The climate in Saudi Arabia is hot and dry. The annual average temperature in the desert state is 28 degrees, during the day the thermometer likes to climb over 40 degrees. There is hardly any precipitation throughout the year, but there are more sandstorms. Prize question: Do these conditions smell like winter sports?
Answer: yes. At least that's how the Asian Olympic Committee sees it and has given the 2029 Continental Winter Games to Saudi Arabia. The whole thing is still a fantasy, the associated mega-city Neom is not finished, nor are any winter sports facilities. But there was no other applicant and the large amount of money from the hosts will ensure that everything will be ready in just under seven years. And if they are already building all that, it is only a matter of time before the country will soon apply for the real Olympic Winter Games. Absurd? Might be. Unrealistic? Certainly not.

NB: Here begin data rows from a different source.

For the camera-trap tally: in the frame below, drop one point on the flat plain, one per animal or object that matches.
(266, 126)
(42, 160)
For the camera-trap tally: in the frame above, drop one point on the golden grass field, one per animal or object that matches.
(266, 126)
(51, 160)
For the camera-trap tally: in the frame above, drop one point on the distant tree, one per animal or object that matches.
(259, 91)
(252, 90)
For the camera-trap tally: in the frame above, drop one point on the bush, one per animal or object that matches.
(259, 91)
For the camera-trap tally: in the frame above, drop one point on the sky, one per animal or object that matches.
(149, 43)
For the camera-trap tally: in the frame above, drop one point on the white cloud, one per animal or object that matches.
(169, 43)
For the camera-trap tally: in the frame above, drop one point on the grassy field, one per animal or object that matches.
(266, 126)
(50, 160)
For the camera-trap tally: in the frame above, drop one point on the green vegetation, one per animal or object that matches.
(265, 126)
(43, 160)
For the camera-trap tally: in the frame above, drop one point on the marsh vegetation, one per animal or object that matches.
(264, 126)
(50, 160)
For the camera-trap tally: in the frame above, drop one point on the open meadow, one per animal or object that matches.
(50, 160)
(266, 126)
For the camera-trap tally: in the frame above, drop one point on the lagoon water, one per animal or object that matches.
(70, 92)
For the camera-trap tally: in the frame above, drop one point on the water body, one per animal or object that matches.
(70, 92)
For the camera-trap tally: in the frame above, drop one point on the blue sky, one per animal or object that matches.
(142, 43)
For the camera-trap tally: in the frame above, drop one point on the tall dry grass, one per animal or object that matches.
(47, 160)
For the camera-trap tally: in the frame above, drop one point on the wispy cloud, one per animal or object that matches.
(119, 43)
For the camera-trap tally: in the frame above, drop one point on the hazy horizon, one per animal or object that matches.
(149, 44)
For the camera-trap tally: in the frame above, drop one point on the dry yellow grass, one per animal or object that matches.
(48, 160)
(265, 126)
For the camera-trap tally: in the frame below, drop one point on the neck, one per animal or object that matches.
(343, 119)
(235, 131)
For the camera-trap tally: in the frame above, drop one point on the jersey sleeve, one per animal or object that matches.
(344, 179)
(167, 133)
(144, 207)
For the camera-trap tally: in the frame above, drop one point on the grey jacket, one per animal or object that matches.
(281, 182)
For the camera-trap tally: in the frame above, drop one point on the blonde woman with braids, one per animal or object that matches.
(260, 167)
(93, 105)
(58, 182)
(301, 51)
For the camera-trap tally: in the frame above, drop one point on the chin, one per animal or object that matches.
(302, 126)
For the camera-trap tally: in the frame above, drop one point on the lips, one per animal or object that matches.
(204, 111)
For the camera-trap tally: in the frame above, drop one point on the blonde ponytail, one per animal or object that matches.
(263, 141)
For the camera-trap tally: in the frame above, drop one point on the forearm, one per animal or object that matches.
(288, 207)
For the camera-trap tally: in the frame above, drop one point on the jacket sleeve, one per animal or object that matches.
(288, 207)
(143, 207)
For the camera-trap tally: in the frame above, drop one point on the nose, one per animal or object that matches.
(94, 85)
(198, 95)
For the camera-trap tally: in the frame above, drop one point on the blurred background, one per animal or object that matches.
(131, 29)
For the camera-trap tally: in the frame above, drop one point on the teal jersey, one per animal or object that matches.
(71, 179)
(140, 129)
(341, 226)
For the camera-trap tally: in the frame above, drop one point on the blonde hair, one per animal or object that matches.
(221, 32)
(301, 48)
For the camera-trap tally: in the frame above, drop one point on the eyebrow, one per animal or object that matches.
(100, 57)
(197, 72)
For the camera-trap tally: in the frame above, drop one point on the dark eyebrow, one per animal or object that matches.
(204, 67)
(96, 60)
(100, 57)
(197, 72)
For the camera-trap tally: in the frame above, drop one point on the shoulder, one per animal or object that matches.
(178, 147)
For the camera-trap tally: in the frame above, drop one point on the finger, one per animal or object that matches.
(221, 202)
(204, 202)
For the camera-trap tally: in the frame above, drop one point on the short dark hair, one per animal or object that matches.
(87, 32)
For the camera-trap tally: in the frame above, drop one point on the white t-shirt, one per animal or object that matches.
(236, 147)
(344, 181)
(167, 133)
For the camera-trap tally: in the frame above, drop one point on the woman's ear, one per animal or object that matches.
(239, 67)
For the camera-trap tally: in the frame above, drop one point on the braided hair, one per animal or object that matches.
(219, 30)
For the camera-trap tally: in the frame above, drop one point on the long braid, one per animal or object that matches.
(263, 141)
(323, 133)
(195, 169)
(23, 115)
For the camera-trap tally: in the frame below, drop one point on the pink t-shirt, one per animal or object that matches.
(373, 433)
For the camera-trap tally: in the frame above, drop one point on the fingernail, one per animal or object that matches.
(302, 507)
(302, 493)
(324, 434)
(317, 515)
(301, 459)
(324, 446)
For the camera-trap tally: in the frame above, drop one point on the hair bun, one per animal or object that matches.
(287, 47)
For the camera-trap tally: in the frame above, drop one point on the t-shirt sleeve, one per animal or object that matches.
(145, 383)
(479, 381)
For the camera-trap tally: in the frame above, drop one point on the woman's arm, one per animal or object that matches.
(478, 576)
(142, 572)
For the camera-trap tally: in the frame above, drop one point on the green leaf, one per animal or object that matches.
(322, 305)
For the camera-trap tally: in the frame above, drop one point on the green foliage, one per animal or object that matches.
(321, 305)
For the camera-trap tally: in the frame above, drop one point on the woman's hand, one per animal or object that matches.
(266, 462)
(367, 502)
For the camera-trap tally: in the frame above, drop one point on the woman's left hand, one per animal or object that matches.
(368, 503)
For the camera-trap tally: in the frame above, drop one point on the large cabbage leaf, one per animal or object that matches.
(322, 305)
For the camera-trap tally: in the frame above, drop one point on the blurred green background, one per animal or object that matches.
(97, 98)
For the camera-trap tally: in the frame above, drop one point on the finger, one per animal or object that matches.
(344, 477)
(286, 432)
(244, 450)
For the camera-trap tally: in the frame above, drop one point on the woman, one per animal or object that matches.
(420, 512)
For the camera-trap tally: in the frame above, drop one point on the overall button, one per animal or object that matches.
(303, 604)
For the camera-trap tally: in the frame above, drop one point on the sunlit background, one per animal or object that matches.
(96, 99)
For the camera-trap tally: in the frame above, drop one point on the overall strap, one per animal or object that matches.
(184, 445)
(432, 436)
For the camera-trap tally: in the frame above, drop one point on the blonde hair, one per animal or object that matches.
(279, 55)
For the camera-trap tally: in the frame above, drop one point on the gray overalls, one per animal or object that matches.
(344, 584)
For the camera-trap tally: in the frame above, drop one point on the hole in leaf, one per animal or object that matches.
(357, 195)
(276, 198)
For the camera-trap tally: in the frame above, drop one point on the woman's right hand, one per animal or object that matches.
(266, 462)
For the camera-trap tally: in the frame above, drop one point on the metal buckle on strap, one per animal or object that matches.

It would just be the next logical step in the Gulf States' struggle for recognition and influence on the international stage. Sport serves as a popular means, several billions are pumped into football, Formula 1 or golf. Anyone who thinks ski jumping in the desert is unthinkable has to ask themselves whether they would not have said the same thing 20 years ago about a football World Cup in Qatar. And who seriously no longer believes that with money from the world football association Fifa or the Olympic organizers from the IOC, you can't get every idea, no matter how outlandish, through?
Especially since there are no annoying citizen participations, protests or the serious desire for sustainability in these autocratic states. Things that are causing fewer and fewer western countries to want to host these increasingly gigantic events. And if so, then not alone. The 2026 World Cup will be held in Mexico, the USA and Canada. There are almost 5,000 kilometers between the venues in Mexico City and Vancouver – it's crazy.
The fact that there is virtually no snow in Saudi Arabia has long been a mothball argument. On the one hand, it is also becoming less and less in Europe, on the other hand, the IOC has long given up on snow. Even before the games in Beijing it was clear that it wasn't actually snowing there. The youth of the world were nevertheless sent there this year, and the snow was artificially produced. This is also to be the case in the Saudi mountains. Winter Olympics in the desert? It will happen eventually, for sure.